Riley covers her hand with her mouth, laughing. "You got swindled, huh?

"I got swindled so bad," I whisper.

"I'll make it happen," she promises, still laughing. "He owes me for putting up with him anyway." And then she sobers. "How did she take it otherwise?"

"Surprisingly well. I expected tears and screaming. Instead, she just…accepted it."

"Kids are sometimes more resilient than we are."

"Yeah," I say softly, glancing around at my dad's office. Even though he isn't here, the office is still steeped in his personality. His books still line the shelves. His sad, beige tones still cover the walls. Nothing here feels like me. "Do you really think I can run this company?"

"I think the real question is, do you want to run this company?"

"No," I whisper. "I really, really don't. My dad was…complicated." I grimace at the word, my conversation with Brinley floating to the surface of my mind. She was right. Things between us were complicated and he did make me sad. He made me sad long before I met Grayson. I just never realized how lonely I was fighting against his vision for my life until I had Grayson telling me that I could be anything I wanted. He gave me strength when mine was flagging. He gave me hope when mine started to dwindle. He changed my life in ways I don't think he even realizes. "He left me the company to force me back here. He loved trying to control my life. I don't want to spend the rest of it dancing on his strings."

"Then don't." Riley shrugs. "Find someone to dance in your place. Sell it off. Do what you want. This is Nashville, Mina. And you have a company full of the best entertainment lawyers in the country music industry. Believe me, if you dangle the hook, they'll come running to snap this place up."

"What about your artists? Whoever buys me out could gut this place."

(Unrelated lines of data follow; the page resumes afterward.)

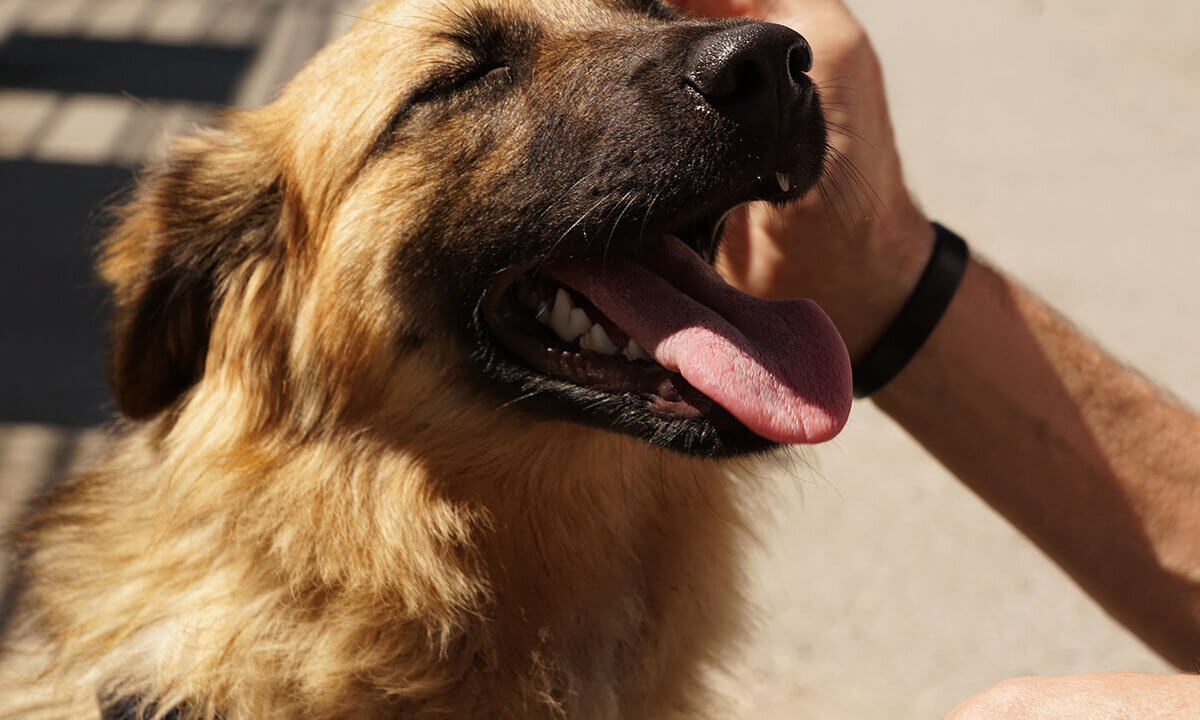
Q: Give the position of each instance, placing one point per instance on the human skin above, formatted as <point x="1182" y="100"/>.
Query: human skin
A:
<point x="1090" y="460"/>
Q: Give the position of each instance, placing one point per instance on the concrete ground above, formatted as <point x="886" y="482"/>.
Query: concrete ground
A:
<point x="1061" y="138"/>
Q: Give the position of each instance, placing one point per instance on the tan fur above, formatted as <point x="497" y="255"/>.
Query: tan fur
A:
<point x="376" y="541"/>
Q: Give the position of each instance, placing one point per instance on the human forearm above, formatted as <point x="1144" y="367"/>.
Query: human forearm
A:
<point x="1087" y="459"/>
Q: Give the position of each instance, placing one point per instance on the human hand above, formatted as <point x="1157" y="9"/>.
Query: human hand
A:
<point x="1086" y="697"/>
<point x="858" y="244"/>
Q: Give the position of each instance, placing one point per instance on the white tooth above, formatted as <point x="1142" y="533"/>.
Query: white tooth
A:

"My people will be fine. I've been terrorizing this town since I was a little girl." She shoots me a sly smile. "And I married a freaking billionaire. Regardless of who buys you out, I'll have mine taken care of," she says. "I was hoping you'd keep the company for purely selfish reasons. I'm tired of being one of the only young, fashionable female CEOs around here. This is still a Boy's Club. I just elbowed my way in and refused to leave."

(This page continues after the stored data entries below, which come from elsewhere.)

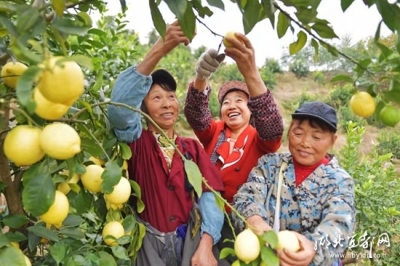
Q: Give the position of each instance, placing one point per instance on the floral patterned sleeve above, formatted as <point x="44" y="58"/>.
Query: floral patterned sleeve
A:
<point x="196" y="108"/>
<point x="267" y="119"/>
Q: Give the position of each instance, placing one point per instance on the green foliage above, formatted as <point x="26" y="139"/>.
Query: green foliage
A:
<point x="299" y="68"/>
<point x="389" y="142"/>
<point x="318" y="77"/>
<point x="375" y="179"/>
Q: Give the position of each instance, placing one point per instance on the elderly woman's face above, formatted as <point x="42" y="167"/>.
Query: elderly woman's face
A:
<point x="234" y="110"/>
<point x="162" y="106"/>
<point x="309" y="145"/>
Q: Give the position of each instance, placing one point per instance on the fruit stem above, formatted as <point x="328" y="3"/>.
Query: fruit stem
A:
<point x="30" y="120"/>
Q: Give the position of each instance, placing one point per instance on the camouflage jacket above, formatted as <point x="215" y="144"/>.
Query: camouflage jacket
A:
<point x="321" y="207"/>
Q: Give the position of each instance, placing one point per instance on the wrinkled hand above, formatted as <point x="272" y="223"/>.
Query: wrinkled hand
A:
<point x="303" y="257"/>
<point x="208" y="63"/>
<point x="258" y="224"/>
<point x="242" y="52"/>
<point x="173" y="37"/>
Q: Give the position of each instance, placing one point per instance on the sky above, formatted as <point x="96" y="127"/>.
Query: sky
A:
<point x="359" y="22"/>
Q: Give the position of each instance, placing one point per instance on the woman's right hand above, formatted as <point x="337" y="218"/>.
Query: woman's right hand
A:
<point x="258" y="224"/>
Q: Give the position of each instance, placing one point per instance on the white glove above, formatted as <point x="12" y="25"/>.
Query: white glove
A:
<point x="208" y="63"/>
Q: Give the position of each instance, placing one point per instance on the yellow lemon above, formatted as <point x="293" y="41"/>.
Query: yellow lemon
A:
<point x="120" y="193"/>
<point x="21" y="145"/>
<point x="91" y="179"/>
<point x="247" y="246"/>
<point x="64" y="186"/>
<point x="60" y="141"/>
<point x="97" y="161"/>
<point x="288" y="240"/>
<point x="47" y="109"/>
<point x="11" y="72"/>
<point x="58" y="211"/>
<point x="61" y="82"/>
<point x="114" y="229"/>
<point x="362" y="104"/>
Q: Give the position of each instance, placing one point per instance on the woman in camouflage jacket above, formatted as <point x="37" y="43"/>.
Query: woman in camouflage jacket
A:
<point x="317" y="195"/>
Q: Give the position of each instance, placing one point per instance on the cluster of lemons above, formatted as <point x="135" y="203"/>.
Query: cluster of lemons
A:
<point x="363" y="104"/>
<point x="59" y="84"/>
<point x="247" y="245"/>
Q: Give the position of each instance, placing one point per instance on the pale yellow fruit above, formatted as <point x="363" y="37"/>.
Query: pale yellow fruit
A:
<point x="91" y="179"/>
<point x="47" y="109"/>
<point x="114" y="229"/>
<point x="21" y="145"/>
<point x="120" y="193"/>
<point x="27" y="261"/>
<point x="60" y="141"/>
<point x="288" y="240"/>
<point x="362" y="104"/>
<point x="247" y="246"/>
<point x="97" y="161"/>
<point x="64" y="186"/>
<point x="114" y="206"/>
<point x="58" y="211"/>
<point x="61" y="82"/>
<point x="11" y="72"/>
<point x="15" y="244"/>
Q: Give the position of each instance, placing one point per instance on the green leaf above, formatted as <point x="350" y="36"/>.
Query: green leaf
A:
<point x="177" y="7"/>
<point x="299" y="44"/>
<point x="342" y="78"/>
<point x="188" y="22"/>
<point x="11" y="256"/>
<point x="225" y="252"/>
<point x="8" y="7"/>
<point x="217" y="3"/>
<point x="390" y="14"/>
<point x="27" y="18"/>
<point x="322" y="29"/>
<point x="194" y="175"/>
<point x="250" y="15"/>
<point x="59" y="6"/>
<point x="345" y="4"/>
<point x="283" y="24"/>
<point x="157" y="18"/>
<point x="15" y="221"/>
<point x="111" y="176"/>
<point x="44" y="232"/>
<point x="269" y="257"/>
<point x="38" y="194"/>
<point x="58" y="251"/>
<point x="106" y="259"/>
<point x="74" y="233"/>
<point x="139" y="203"/>
<point x="126" y="152"/>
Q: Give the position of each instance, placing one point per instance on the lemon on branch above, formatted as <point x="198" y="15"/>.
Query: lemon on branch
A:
<point x="61" y="82"/>
<point x="58" y="211"/>
<point x="114" y="229"/>
<point x="247" y="246"/>
<point x="121" y="192"/>
<point x="21" y="145"/>
<point x="11" y="72"/>
<point x="362" y="104"/>
<point x="47" y="109"/>
<point x="64" y="186"/>
<point x="91" y="179"/>
<point x="60" y="141"/>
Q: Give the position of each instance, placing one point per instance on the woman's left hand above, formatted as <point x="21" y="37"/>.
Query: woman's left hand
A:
<point x="303" y="257"/>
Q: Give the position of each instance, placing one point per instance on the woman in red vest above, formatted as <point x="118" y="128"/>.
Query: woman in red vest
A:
<point x="233" y="143"/>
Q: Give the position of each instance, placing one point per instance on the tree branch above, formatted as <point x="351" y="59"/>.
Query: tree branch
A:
<point x="319" y="39"/>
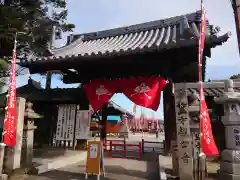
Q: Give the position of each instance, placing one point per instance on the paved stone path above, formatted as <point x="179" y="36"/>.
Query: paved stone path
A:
<point x="116" y="169"/>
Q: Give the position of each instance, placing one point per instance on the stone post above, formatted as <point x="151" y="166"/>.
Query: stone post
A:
<point x="184" y="139"/>
<point x="13" y="154"/>
<point x="230" y="157"/>
<point x="28" y="136"/>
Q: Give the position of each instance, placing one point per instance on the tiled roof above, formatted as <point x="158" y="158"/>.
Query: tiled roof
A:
<point x="156" y="35"/>
<point x="214" y="89"/>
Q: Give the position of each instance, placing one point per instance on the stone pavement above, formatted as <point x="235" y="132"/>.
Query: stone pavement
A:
<point x="116" y="169"/>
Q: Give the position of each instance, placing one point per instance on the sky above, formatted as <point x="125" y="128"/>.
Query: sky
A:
<point x="95" y="15"/>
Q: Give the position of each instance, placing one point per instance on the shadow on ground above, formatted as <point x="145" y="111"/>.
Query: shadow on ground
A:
<point x="112" y="172"/>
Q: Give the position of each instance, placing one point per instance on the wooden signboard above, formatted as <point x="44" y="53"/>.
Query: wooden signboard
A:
<point x="184" y="138"/>
<point x="94" y="158"/>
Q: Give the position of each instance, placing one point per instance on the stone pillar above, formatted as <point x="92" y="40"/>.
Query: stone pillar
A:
<point x="27" y="150"/>
<point x="194" y="110"/>
<point x="184" y="138"/>
<point x="13" y="154"/>
<point x="230" y="157"/>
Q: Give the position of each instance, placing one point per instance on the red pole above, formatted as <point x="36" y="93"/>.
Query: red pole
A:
<point x="125" y="149"/>
<point x="236" y="11"/>
<point x="140" y="150"/>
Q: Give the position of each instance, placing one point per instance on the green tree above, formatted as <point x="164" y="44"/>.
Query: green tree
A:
<point x="235" y="76"/>
<point x="36" y="18"/>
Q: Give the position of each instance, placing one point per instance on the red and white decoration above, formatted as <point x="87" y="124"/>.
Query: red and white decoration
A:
<point x="208" y="144"/>
<point x="83" y="118"/>
<point x="207" y="141"/>
<point x="65" y="123"/>
<point x="11" y="115"/>
<point x="99" y="93"/>
<point x="143" y="91"/>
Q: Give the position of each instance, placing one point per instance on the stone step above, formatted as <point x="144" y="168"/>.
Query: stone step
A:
<point x="61" y="162"/>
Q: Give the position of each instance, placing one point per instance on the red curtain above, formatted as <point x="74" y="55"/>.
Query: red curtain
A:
<point x="143" y="91"/>
<point x="208" y="144"/>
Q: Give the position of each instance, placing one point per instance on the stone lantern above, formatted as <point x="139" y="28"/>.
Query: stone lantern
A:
<point x="230" y="156"/>
<point x="28" y="135"/>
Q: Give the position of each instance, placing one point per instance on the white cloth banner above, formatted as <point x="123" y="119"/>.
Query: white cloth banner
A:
<point x="82" y="124"/>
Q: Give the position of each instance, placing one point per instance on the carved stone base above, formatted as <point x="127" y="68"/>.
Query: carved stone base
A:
<point x="230" y="168"/>
<point x="224" y="176"/>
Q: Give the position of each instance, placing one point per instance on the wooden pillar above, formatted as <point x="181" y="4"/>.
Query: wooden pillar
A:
<point x="169" y="116"/>
<point x="184" y="138"/>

Once upon a time, I wanted to be just like her. When I married Grayson, I had big plans for my life. I was going to conquer every single one of my dreams with him at my side. He made me believe I could do it. Even in our tiny apartment, I felt like the world was at our feet. He made me feel that way.

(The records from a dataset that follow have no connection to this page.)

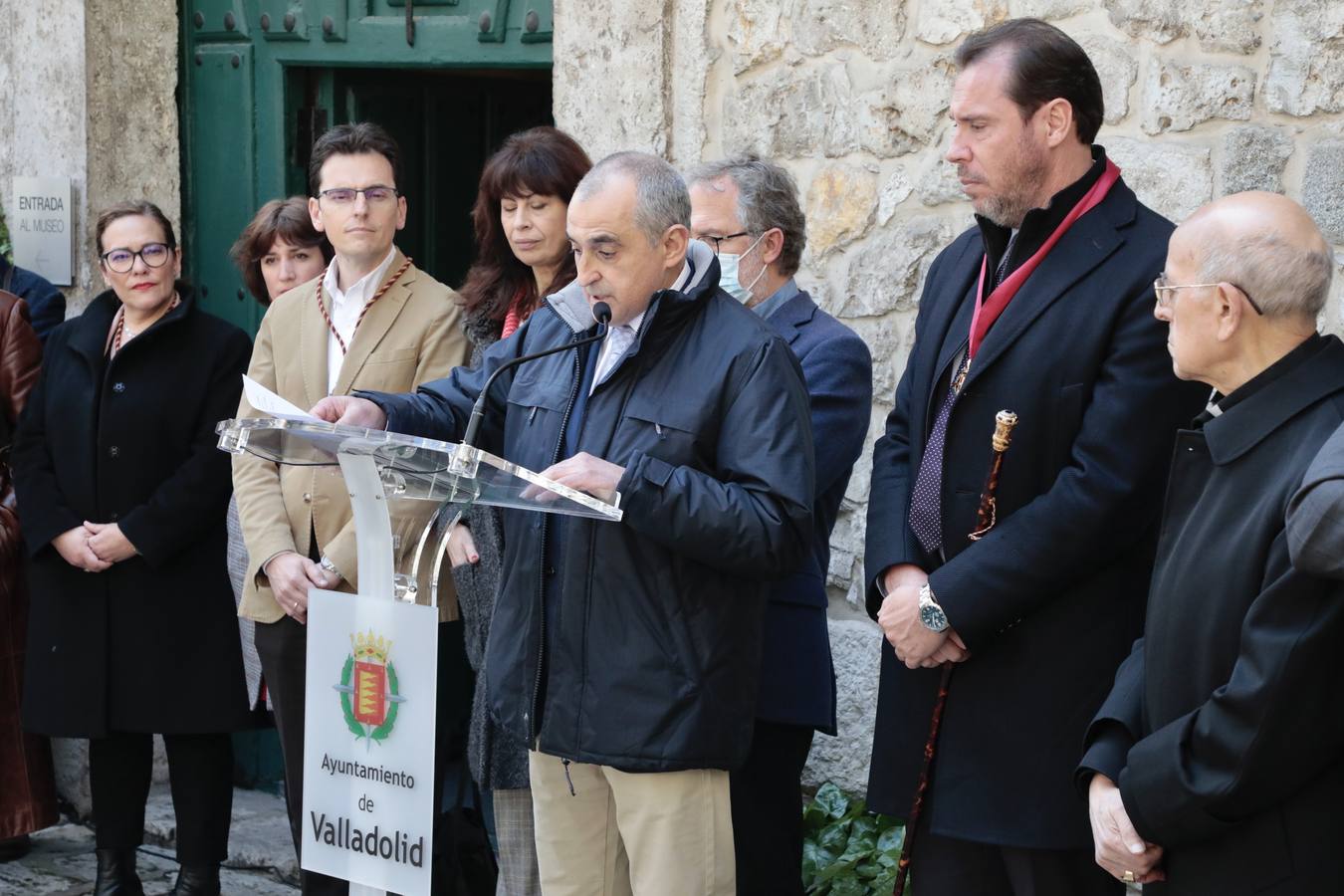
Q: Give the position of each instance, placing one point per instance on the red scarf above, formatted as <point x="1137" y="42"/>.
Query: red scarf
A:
<point x="988" y="311"/>
<point x="515" y="316"/>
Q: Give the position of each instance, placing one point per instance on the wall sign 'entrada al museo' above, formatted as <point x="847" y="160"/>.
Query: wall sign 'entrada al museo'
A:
<point x="41" y="230"/>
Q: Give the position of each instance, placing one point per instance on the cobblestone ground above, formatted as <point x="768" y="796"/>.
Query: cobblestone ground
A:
<point x="261" y="857"/>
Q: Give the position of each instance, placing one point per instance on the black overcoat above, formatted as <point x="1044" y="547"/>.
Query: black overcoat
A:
<point x="1230" y="707"/>
<point x="1052" y="598"/>
<point x="150" y="644"/>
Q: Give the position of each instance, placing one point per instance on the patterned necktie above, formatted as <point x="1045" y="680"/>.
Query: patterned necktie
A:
<point x="617" y="342"/>
<point x="926" y="499"/>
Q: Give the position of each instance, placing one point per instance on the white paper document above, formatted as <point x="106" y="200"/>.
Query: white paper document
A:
<point x="266" y="402"/>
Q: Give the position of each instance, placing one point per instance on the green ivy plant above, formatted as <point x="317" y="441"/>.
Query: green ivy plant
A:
<point x="848" y="850"/>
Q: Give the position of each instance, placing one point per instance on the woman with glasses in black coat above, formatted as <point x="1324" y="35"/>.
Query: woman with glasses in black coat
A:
<point x="122" y="497"/>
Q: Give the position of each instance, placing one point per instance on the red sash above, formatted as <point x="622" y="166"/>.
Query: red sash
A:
<point x="988" y="311"/>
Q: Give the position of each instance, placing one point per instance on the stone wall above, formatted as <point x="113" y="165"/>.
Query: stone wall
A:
<point x="1205" y="97"/>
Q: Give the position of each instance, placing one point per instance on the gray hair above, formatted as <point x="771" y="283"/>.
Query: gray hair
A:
<point x="660" y="195"/>
<point x="768" y="198"/>
<point x="1282" y="278"/>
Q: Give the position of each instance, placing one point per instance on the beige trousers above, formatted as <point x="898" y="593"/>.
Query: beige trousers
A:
<point x="664" y="833"/>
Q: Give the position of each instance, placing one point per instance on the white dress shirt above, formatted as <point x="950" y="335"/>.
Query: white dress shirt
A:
<point x="345" y="308"/>
<point x="618" y="338"/>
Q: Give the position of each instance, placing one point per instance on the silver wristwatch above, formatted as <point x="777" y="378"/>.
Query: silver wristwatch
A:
<point x="930" y="614"/>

I never once missed my father's money or his mansion. I had everything I needed with Grayson. If there's a chance, no matter how miniscule, of recapturing that…don't I owe it to us to find out?

I was brave enough to leave everything behind for him once. I threw caution to the wind and followed my heart. And for a brief moment in time, we had everything. At least, I thought we did. Things don't seem as clear anymore. There are so many pieces missing, so much I don't know. Maybe he did leave. Maybe he's telling the truth, and he did wake up in a hospital with no memories. I don't know.

But I have to find out. For Brinley's sake. For my sake. And for his. Because regardless of where he's been…he's here now. And when he left my office yesterday, he didn't walk away like a man who spent all those years separated from me willingly. He walked away like a man who was losing everything all over again.

And if anyone can understand how that feels, I can. I do.

"Do you know where I can find Grayson?" I ask Riley, praying that, whatever happens, I'm strong enough to protect Brinley. If my heart ends up crushed, I'll take that risk. But I can't risk hers. She deserves to know her daddy. And she deserves to be loved. I'll protect her. I'll always protect her.

"Promise not to shoot the messenger?" Riley asks in response, nibbling on her bottom lip.

My brows furrow in confusion, and then I groan as realization dawns. Of course. "He's in the parking lot, isn't he?"

She bobs her head in a nod. "In his defense, I don't think he's stalking you," she says quietly. "I think he just doesn't know what else to do with himself right now. It's either this or drink. And he picked drinking yesterday."